A ranking-based algorithm for detection of outliers in categorical data

  • Authors:
  • N.N.R. Ranga Suri;M. Narasimha Murty;G. Athithan

  • Affiliations:
  • Centre for Artificial Intelligence and Robotics CAIR, C V Raman Nagar, Bangalore, India;Department of CSA, Indian Institute of Science IISc, Bangalore, India;Centre for Artificial Intelligence and Robotics CAIR, C V Raman Nagar, Bangalore, India and Presently working at Scientific Analysis Group SAG, Delhi, India

  • Venue:
  • International Journal of Hybrid Intelligent Systems
  • Year:
  • 2014

Quantified Score

Hi-index 0.00

Visualization

Abstract

Outlier detection being an important data mining problem has attracted a lot of research interest in the recent past. As a result, various methods for outlier detection have been developed particularly for dealing with numerical data, whereas categorical data needs some attention. Addressing this requirement, we propose a two-phase algorithm for detecting outliers in categorical data based on a novel definition of outliers.
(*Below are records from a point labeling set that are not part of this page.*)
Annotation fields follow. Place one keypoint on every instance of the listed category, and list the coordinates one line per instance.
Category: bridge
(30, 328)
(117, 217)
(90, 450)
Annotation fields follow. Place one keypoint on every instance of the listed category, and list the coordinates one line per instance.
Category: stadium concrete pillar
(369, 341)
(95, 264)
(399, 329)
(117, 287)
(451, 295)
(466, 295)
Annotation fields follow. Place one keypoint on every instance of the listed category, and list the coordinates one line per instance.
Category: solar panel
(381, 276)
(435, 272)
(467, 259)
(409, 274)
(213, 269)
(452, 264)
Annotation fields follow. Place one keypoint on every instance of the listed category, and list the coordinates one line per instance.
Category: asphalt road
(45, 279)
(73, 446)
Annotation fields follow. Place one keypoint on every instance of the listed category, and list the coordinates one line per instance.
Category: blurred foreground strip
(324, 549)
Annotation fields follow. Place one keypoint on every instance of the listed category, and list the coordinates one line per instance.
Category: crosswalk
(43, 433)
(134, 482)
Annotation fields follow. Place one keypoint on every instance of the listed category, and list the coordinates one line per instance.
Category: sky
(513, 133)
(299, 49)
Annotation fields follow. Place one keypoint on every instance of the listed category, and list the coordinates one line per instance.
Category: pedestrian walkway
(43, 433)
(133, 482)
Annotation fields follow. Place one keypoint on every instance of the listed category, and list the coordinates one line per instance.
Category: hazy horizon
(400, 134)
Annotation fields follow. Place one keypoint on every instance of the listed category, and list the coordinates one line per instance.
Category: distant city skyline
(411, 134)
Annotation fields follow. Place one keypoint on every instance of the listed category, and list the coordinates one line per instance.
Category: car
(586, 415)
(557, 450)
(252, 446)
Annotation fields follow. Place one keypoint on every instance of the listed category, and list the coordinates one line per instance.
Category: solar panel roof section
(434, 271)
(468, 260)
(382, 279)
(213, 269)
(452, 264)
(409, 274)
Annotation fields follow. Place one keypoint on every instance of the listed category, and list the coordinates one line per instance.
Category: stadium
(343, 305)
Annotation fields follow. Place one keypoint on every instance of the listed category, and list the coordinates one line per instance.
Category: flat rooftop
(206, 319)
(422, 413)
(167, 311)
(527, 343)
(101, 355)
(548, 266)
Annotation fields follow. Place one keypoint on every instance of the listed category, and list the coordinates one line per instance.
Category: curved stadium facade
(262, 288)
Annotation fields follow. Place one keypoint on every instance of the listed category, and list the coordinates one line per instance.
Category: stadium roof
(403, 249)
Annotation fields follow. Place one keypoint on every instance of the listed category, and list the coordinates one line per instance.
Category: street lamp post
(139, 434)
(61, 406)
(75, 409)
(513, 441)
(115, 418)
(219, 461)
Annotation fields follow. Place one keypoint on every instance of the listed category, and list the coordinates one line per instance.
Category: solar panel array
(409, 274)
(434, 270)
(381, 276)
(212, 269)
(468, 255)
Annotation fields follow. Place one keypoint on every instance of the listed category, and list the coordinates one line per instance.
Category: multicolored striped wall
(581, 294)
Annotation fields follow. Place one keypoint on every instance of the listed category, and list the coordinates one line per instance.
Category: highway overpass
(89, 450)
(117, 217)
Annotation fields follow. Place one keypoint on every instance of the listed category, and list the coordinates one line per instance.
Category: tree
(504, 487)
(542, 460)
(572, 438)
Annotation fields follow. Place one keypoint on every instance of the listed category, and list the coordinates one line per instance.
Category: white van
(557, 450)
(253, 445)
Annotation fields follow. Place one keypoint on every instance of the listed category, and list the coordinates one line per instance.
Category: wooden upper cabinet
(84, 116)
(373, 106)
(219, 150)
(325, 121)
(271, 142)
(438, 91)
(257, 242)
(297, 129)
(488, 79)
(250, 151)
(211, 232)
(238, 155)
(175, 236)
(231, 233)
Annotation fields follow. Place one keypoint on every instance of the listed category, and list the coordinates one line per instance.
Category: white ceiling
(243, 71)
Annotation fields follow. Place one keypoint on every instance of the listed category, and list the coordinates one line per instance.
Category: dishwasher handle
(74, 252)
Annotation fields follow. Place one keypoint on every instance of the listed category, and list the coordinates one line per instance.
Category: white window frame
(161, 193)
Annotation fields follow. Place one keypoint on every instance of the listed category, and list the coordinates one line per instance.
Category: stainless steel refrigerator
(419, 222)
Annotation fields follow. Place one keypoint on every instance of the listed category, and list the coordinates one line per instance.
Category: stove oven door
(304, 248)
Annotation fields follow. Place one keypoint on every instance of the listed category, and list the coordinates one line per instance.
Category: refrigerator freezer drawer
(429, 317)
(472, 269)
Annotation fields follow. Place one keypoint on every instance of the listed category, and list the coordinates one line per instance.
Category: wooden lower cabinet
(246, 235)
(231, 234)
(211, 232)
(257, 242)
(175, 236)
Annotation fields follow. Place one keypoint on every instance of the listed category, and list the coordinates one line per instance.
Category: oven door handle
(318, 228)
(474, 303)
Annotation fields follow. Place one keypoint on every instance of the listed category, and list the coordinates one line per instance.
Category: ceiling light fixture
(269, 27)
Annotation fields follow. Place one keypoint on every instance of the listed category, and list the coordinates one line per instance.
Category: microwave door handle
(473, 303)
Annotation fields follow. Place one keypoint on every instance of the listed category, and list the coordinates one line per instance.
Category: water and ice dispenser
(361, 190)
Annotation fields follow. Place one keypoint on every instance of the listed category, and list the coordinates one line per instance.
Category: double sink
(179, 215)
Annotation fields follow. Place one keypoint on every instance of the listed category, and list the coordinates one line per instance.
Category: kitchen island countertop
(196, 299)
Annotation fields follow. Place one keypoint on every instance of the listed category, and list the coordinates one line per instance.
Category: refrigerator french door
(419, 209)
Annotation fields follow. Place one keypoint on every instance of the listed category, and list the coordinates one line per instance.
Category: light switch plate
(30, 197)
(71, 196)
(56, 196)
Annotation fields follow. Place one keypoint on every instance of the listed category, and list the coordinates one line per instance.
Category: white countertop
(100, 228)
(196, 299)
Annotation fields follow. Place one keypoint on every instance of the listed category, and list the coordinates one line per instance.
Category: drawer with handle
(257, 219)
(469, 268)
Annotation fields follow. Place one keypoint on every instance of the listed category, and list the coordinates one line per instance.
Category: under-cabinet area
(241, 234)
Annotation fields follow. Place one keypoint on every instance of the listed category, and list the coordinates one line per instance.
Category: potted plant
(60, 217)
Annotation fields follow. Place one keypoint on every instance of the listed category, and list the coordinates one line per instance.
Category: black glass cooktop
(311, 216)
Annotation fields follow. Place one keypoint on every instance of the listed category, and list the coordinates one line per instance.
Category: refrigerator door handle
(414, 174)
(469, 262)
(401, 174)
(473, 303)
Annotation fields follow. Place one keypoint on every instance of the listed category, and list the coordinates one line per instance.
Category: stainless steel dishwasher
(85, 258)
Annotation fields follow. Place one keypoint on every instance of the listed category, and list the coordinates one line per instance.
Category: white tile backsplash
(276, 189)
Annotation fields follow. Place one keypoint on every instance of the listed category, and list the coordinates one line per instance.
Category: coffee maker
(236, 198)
In the first phase, this algorithm explores a clustering of the given data, followed by the ranking phase for determining the set of most likely outliers. The proposed algorithm is expected to perform better as it can identify different types of outliers, employing two independent ranking schemes based on the attribute value frequencies and the inherent clustering structure in the given data. Unlike some existing methods, the computational complexity of this algorithm is not affected by the number of outliers to be detected. The efficacy of this algorithm is demonstrated through experiments on various public domain categorical data sets.